Di tempat yang sama, Ketua Dewan Perwakilan Wilayah (DPW) Partai Kebangkitan Bangsa (PKB) Provinsi Jabar Syaiful Huda mengungkapkan bahwa penolakan NU terhadap FDS secara otomatis menjadi instruksi yang mesti PKB ikuti. Dengan demikian, PKB pun dipastikan tidak akan memberikan suaranya pada calon pemimpin daerah yang sepakat dengan penerapan FDS.

“Sebelum bangsa ini merdeka, sebelum ada lembaga formal, inisiasi membangun pendidikan itu dari pesantren. Banyak pula kader bangsa ini membangun akhlakul karimah dari pesantren,” papar Syaiful.

Baca Juga: Fahri Hamzah Usul KPK Ganti Juru Bicaranya, Kenapa?

Sementara itu di tempat yang berbeda, seusai membagikan 1.725 Kartu Indonesia Pintar di SMP Negeri 7 Jember, Minggu (13/8/2017), Presiden Joko Widodo untuk kesekian kalinya kembali menegaskan bahwa tidak ada keharusan bagi sekolah di seluruh Tanah Air untuk menerapkan program full day school.

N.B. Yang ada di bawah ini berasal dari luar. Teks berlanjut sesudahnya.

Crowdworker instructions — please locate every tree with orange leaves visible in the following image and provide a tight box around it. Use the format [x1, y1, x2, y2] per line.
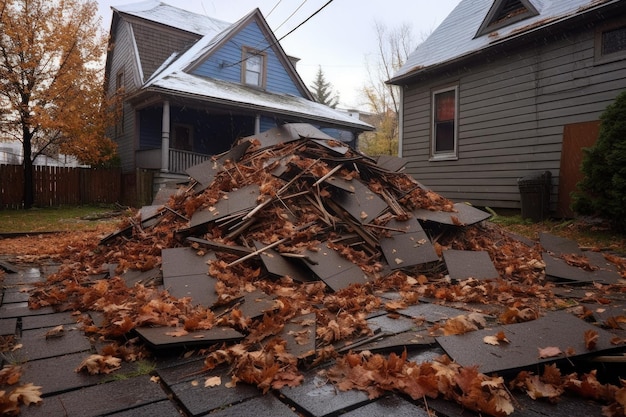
[0, 0, 116, 208]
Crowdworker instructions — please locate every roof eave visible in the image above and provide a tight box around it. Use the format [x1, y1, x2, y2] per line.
[385, 0, 620, 85]
[129, 86, 375, 132]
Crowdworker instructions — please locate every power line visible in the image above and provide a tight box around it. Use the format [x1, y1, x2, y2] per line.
[265, 0, 283, 17]
[274, 0, 333, 42]
[225, 0, 334, 67]
[274, 0, 307, 32]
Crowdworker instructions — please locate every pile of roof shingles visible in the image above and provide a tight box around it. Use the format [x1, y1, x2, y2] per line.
[42, 124, 624, 412]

“Ini untuk kedua kalinya ingin saya sampaikan mengenai lima hari sekolah. Perlu saya sampaikan , perlu saya tegaskan lagi bahwa tidak ada keharusan untuk lima hari sekolah. Jadi tidak ada keharusan full day school. Supaya diketahui,” kata Presiden yang akrab disapa Jokowi ini.

Namun, pemerintah tetap memberikan izin untuk sekolah-sekolah yang telah menerapkan kebijakan FDS. Dengan syarat harus diterima oleh tokoh agama dan masyarakat setempat.

“Yang selama ini enam hari silakan lanjutkan. Tidak perlu berubah sampai lima hari. Yang sudah lima hari dan itu kalau memang diinginkan oleh semua pihak, ya silakan diteruskan. Kalau diinginkan oleh masyarakat dan ulama, silakan,” terang Presiden Jokowi.

Polemik FDS sendiri akhir-akhir ini menyita perhatian banyak pihak. Hal demikian terjadi karena kebijakan ini dinilai berpotensi mengekang anak untuk melakukan aktivitas lain di luar dunia formal. Banyak alim ulama juga yang menilai bahwa pendidikan lima hari sekolah membuat pembelajar agama di luar sekolah terganggu.